Ethics and social responsibility are key elements when planning one’s personal life or planning for the success of their business and from a doctor standpoint, I’d wish drugs (or any treatment whatsoever) would be universally accessible to every patient. Just as hospitals have an ethical commitment to treat patients regardless of their ability to pay, pharmaceutical companies also have a similar obligation to ensure those who have a medical necessity for a drug are able to receive it as well as the governments who allow or regulate this specific trading. To have patients with no drugs because they can’t afford it’s morally indefensible. Society, as a whole, must bear the expense of medical treatments that become necessary if patients fail to obtain drugs that could improve their health especially if they feel the cost is prohibitive.

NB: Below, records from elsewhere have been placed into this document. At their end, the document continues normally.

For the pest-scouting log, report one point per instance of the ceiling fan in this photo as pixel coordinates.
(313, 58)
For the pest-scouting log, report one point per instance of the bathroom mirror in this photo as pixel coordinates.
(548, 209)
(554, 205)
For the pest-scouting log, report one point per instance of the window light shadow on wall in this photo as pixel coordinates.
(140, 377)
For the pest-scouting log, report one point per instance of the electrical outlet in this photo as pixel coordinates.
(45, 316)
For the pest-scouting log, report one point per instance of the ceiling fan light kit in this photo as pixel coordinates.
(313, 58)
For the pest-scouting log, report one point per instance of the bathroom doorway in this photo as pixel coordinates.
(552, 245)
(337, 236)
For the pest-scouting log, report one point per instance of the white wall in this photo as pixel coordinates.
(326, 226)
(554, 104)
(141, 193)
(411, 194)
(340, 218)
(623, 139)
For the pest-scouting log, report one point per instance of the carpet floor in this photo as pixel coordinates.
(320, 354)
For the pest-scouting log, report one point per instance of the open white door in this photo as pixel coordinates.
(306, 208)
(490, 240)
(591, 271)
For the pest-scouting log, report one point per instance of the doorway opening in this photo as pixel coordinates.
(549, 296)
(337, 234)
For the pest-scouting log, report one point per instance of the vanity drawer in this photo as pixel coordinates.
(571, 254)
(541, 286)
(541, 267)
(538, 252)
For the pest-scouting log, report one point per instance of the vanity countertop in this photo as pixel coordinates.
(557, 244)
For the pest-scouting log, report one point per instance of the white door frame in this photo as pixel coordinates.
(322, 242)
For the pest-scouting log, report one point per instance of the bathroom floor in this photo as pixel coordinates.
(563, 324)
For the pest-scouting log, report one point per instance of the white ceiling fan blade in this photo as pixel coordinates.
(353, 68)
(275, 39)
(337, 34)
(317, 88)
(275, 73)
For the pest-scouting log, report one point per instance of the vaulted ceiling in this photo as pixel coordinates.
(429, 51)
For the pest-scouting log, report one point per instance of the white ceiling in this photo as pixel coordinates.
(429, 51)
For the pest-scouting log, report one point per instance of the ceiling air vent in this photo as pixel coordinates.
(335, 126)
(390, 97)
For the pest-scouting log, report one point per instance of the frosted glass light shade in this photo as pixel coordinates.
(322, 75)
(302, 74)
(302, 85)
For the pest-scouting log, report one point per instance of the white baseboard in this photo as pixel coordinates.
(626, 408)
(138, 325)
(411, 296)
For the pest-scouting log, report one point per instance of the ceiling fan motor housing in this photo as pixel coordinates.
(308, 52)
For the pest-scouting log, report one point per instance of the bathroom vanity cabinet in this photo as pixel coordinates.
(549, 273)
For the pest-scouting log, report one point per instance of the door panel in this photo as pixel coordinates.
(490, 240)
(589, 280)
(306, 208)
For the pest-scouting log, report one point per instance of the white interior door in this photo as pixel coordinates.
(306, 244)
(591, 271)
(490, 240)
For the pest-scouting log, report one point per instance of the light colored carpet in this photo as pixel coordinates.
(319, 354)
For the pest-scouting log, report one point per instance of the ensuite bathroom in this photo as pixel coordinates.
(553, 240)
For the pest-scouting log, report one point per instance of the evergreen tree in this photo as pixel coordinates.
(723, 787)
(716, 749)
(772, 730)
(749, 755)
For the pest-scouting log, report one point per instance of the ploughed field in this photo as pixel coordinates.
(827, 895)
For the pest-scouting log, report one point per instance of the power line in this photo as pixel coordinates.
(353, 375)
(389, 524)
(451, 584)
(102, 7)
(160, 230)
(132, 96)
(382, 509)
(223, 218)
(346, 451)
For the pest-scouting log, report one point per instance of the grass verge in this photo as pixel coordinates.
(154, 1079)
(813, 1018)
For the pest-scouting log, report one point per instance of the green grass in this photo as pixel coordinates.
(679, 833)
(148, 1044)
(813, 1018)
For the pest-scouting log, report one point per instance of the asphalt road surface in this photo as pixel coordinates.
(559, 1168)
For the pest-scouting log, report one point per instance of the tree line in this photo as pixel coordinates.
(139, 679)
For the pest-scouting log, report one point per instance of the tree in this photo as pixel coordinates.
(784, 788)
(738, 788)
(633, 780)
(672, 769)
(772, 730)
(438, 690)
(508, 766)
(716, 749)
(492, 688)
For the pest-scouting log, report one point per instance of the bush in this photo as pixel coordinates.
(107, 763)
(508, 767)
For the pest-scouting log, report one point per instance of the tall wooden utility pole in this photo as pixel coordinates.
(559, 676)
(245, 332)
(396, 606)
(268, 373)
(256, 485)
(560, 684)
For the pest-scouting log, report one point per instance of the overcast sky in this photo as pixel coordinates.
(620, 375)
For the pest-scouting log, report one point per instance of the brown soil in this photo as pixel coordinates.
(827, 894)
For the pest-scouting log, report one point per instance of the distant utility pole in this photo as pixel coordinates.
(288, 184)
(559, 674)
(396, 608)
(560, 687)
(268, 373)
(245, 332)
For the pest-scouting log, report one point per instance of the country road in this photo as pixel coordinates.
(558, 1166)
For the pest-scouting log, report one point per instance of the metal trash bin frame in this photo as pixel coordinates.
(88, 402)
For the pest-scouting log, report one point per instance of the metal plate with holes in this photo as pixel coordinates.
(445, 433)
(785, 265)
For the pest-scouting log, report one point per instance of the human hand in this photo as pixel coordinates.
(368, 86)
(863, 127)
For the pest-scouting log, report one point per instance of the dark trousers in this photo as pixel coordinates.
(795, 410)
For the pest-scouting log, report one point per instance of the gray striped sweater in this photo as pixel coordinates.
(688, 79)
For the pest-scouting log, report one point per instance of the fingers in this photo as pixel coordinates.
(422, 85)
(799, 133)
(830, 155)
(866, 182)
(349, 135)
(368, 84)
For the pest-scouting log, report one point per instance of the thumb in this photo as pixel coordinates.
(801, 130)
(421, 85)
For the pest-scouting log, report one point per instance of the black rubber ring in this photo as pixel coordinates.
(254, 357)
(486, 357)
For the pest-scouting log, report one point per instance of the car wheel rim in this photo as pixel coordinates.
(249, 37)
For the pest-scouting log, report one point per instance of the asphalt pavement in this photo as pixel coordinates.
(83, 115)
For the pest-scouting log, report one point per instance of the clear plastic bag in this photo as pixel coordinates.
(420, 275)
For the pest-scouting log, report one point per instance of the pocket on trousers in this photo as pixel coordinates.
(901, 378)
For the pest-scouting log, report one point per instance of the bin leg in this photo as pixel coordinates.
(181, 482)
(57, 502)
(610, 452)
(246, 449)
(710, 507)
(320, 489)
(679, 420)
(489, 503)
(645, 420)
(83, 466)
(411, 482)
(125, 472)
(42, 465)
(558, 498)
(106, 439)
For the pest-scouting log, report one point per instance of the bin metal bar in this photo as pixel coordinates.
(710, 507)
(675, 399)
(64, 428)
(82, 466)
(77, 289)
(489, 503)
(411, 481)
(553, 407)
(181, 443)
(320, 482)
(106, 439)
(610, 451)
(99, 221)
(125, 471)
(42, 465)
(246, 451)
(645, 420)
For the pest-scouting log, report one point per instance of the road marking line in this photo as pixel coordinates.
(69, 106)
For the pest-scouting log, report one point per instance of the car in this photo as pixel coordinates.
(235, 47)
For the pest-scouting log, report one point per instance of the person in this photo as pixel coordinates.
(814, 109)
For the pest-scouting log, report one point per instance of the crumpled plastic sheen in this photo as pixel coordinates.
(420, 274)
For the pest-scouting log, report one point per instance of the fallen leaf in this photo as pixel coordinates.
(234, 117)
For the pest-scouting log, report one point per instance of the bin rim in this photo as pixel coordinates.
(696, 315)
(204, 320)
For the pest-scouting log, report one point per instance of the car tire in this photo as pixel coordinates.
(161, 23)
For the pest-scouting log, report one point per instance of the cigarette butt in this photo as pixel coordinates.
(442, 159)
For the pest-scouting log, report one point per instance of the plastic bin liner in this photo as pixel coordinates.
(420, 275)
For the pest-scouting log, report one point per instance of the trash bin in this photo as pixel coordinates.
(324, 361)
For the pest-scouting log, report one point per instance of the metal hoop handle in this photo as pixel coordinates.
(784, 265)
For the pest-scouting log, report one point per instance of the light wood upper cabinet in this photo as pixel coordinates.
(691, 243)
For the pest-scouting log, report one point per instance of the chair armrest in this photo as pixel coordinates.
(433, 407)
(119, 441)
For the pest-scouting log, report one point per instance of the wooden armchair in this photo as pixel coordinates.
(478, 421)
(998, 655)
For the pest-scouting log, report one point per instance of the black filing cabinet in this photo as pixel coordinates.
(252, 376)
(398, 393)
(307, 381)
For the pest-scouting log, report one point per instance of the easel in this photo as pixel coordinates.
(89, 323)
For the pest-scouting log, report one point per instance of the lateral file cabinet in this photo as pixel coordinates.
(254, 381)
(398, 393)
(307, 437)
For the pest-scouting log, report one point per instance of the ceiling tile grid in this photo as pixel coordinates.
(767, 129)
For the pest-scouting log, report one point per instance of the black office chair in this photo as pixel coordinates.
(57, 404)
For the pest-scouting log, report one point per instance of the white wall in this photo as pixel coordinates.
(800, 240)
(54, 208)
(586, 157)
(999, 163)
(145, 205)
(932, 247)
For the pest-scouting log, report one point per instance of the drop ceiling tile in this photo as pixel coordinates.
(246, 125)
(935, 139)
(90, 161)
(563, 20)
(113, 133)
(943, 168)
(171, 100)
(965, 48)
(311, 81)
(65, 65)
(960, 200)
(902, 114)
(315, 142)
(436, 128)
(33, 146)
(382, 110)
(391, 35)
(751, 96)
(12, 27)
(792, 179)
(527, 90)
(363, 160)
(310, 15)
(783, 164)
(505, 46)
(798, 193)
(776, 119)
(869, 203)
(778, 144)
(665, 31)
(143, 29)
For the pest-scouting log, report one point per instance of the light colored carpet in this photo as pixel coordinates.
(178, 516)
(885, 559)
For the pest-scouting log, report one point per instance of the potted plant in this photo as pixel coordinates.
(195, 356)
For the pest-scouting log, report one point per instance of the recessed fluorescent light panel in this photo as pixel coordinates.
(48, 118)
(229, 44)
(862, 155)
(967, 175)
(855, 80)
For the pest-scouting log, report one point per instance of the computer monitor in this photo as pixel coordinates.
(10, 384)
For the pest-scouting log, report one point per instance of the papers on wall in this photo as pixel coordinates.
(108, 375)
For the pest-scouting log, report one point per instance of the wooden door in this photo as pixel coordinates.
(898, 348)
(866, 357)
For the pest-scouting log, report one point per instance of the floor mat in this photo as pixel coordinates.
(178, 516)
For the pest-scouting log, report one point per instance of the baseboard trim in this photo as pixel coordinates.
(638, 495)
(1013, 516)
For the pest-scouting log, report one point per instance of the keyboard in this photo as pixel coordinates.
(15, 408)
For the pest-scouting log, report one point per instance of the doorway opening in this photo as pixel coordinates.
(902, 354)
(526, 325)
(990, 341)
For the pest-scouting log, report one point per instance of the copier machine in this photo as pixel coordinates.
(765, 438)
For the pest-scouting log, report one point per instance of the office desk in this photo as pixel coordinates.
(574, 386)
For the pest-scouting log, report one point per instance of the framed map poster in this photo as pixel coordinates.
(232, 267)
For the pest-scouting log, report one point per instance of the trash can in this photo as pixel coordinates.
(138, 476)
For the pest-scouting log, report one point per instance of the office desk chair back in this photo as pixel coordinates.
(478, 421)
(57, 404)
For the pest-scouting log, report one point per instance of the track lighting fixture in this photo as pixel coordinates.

I inquired some of my colleagues on how would they proceed, presented with the Valiant, Turing or Mylan challenge. I offered different sides to the problem, with insights from the different media outlets at the time the news came out. I tried not to be partial. Even though the sample size was small, the results surprised me. Almost, if not all, sided with Valiant, Turing and Mylan, grounding arguments on economics and right-wing policy, free market and so on. As if the economic costs of producing a good would be enough justification to charge whatever price they wanted; 3rd parties who weren’t in need of the good shouldn’t be part of the solution. The social state was doomed to end. These are people who look at the pharma business in a very special way, as they are part of the stakeholders who often end up diagnosing rare disease and eventually prescribing the orphan drugs. And knowing that we feel that everything has a price, that corporate responsibility or corporate ethics comes second to profits.
As Henry Ford once stated, “a business that makes nothing but money is a poor business”. In 2009, Harvard business school graduates started to pledge to an oath they called “The MBA Oath”, a voluntary pledge for graduating MBAs and current MBAs to “create value responsibly and ethically”, in which MBAs are respected for their integrity, professionalism, and leadership. Are we in need to revise our values as leaders? Are we in need of a business ethics oath?